IMF hoping for a 'more comprehensive' US-China deal as the months go by

Key Points
  • In its latest economic update, released Monday, the IMF trimmed its global growth forecasts.
  • The signing of the "phase one" deal is expected to boost the Chinese economy slightly.
  • The IMF upped its growth forecast for China by 0.2 percentage points for 2020, to 6%.
International Monetary Fund chief economist Gita Gopinath speaks during a press conference in Washington D.C., on April 9, 2019.
Liu Jie | Xinhua News Agency | Getty Images

DAVOS, Switzerland — The International Monetary Fund (IMF) is hoping that China and the United States will reach a broader trade agreement in the coming months, despite the recent signing of their "phase one" deal.

The two largest economies in the world agreed to roll back some of their existing trade tariffs last week in what was dubbed as a "phase one" deal. The agreement also envisaged higher Chinese purchases of U.S. agricultural goods and it was seen as a temporary truce in a two-year-long dispute between Washington, D.C., and Beijing. However, the IMF is expecting more from both nations.

"While we have had positive news with the U.S.-China 'phase one' trade deal, there's obviously a lot more that still needs to be done," Gita Gopinath, the IMF's chief economist, told CNBC Monday.

"We would hope there would be a more comprehensive deal between the U.S. and China as the months go by," Gopinath also told CNBC at the World Economic Forum in Davos, Switzerland.

In its latest economic update, released Monday, the IMF trimmed its global growth forecasts. The Fund now expects a global growth rate of 3.3% for 2020. In the report, the IMF also warned that trade tensions and disruptions could return.

The signing of the deal is expected to boost the Chinese economy slightly.
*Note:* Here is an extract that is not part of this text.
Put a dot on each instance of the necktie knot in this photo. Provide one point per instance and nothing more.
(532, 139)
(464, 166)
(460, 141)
The IMF upped its growth forecast for China by 0.2 percentage points for 2020 to 6%.

"However, unresolved disputes on broader U.S.-China economic relations, as well as needed domestic financial regulatory strengthening, are expected to continue weighing on activity," the IMF said Monday.

Speaking to CNBC at Davos, Gopinath added that "trade tensions and disruptions is something that we put out there as an important risk."